Décret n°75-675 du 28 juillet 1975 portant règlement de discipline générale dans les armées.

En vigueur du 23/06/2001 au 17/07/2005En vigueur du 23 juin 2001 au 17 juillet 2005

Dernière mise à jour des données de ce texte : 19 juillet 2006

ChronoLégi l'accès au droit dans le temps

Voir le sommaire du texte consolidé

Article 38

Version en vigueur du 23/06/2001 au 17/07/2005Version en vigueur du 23 juin 2001 au 17 juillet 2005

Abrogé par Décret n°2005-794 du 15 juillet 2005 - art. 76 (V) JORF 17 juillet 2005
Modifié par Décret n°2001-537 du 20 juin 2001 - art. 23 () JORF 23 juin 2001
Modifié par Décret 85-914 1985-08-21 art. 1 X, XI JORF 30 août 1985
Modifié par Décret 82-598 1982-07-12 art. 1 XV JORF 13 juillet 1982

Maintien au service.

1. Le militaire, servant au titre du service national ou d'un engagement qui, à la date prévue pour son retour à la vie civile ou à l'issue d'une période d'exercice, doit subir ou n'a pas achevé une punition d'arrêts est maintenu en service jusqu'à ce que cette punition soit terminée, sauf s'il a atteint la limite de durée des services ou la limite d'âge de son grade.

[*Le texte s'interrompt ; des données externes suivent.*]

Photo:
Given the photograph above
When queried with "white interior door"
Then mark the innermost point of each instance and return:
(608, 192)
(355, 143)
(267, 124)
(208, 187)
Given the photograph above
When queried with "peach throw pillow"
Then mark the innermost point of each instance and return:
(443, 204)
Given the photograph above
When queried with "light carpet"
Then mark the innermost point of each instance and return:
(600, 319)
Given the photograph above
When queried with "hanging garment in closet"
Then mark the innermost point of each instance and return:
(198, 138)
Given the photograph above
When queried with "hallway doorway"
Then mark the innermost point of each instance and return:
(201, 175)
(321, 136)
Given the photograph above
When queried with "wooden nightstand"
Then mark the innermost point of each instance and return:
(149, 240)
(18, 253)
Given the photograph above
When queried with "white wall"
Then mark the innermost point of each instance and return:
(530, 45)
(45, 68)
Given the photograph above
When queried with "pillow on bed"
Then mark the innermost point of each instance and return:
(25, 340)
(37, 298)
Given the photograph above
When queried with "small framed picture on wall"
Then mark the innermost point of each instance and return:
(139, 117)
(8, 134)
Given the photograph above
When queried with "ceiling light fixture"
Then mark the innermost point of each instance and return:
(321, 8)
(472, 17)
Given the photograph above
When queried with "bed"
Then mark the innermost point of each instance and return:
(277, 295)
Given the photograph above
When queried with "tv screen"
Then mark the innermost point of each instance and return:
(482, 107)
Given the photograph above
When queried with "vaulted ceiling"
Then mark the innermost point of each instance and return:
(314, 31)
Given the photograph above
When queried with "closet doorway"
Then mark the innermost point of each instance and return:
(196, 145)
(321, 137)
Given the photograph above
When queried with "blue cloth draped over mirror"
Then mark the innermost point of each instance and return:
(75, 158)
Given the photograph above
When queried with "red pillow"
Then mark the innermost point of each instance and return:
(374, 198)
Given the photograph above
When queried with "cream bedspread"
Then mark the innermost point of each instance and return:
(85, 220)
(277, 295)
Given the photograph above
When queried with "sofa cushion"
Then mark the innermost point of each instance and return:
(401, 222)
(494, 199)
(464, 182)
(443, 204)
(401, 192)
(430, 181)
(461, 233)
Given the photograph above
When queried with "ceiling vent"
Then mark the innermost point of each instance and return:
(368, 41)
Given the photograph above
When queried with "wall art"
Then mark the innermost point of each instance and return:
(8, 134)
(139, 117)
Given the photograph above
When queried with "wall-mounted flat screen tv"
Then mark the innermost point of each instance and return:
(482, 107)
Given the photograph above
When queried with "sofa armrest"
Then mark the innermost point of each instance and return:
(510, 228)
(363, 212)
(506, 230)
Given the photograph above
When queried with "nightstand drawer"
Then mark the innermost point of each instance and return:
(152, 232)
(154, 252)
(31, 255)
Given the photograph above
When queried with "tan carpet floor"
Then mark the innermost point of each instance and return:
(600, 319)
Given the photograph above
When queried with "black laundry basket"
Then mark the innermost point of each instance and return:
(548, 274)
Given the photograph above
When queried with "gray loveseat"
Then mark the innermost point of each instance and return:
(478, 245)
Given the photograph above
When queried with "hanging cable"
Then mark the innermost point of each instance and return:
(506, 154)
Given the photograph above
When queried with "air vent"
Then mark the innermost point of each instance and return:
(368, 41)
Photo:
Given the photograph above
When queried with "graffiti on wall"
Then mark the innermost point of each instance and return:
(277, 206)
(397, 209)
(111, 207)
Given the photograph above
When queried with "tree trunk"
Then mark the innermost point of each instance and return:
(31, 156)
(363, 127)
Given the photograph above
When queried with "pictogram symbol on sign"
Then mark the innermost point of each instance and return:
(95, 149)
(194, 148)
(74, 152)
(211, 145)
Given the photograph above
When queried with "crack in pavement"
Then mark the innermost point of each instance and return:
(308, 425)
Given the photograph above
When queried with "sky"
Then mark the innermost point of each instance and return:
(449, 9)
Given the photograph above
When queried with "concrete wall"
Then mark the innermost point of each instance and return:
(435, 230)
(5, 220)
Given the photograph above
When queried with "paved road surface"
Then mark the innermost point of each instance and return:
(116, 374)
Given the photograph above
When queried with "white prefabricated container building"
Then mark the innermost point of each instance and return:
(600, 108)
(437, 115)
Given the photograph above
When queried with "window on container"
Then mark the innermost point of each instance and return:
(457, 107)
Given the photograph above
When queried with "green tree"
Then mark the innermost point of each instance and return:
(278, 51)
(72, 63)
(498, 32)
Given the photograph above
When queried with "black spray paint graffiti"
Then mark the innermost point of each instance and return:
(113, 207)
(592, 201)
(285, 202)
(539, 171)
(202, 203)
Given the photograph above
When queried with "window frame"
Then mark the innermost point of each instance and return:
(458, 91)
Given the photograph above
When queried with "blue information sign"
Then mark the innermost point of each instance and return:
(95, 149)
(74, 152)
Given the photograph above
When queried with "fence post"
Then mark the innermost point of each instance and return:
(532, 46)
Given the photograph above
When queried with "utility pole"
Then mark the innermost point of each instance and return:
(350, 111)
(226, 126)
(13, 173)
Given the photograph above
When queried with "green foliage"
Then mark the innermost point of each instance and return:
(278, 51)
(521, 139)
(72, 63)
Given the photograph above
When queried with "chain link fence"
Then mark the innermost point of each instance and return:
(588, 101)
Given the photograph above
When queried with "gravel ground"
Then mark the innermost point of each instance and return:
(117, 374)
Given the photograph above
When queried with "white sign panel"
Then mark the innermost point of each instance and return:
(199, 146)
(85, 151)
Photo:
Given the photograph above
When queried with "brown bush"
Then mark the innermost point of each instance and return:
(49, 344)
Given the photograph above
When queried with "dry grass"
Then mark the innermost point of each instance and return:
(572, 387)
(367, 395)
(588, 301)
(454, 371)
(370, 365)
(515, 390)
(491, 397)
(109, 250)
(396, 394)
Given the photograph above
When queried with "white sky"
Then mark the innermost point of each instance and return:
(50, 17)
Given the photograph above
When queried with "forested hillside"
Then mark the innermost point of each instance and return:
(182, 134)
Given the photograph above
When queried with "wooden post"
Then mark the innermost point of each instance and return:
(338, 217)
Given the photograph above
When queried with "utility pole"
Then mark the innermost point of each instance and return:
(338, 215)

Avant d'infliger une punition disciplinaire qui, en vertu de l'alinéa précédent, entraînerait le maintien au service, il doit être tenu compte de l'aggravation que comporte cette mesure.

2. Les militaires servant au titre du service national ou d'un premier engagement qui, pendant la durée de leur présence sous les drapeaux, ont subi une ou plusieurs punitions d'arrêts, chacune d'une durée égale ou supérieure à huit jours, sont maintenus au service pendant un nombre de jours égal à la moitié du nombre des jours d'arrêts subis du fait de ces punitions.

Une réduction ou la remise totale de la durée du maintien au service résultant de l'application des dispositions de l'alinéa précédent peut être accordée par l'autorité militaire de premier niveau dont relève le militaire concerné, sur avis du conseil de discipline.

3. Les punitions disciplinaires infligées au cours de la période de maintien ne peuvent avoir pour effet de prolonger la durée du maintien initialement fixée.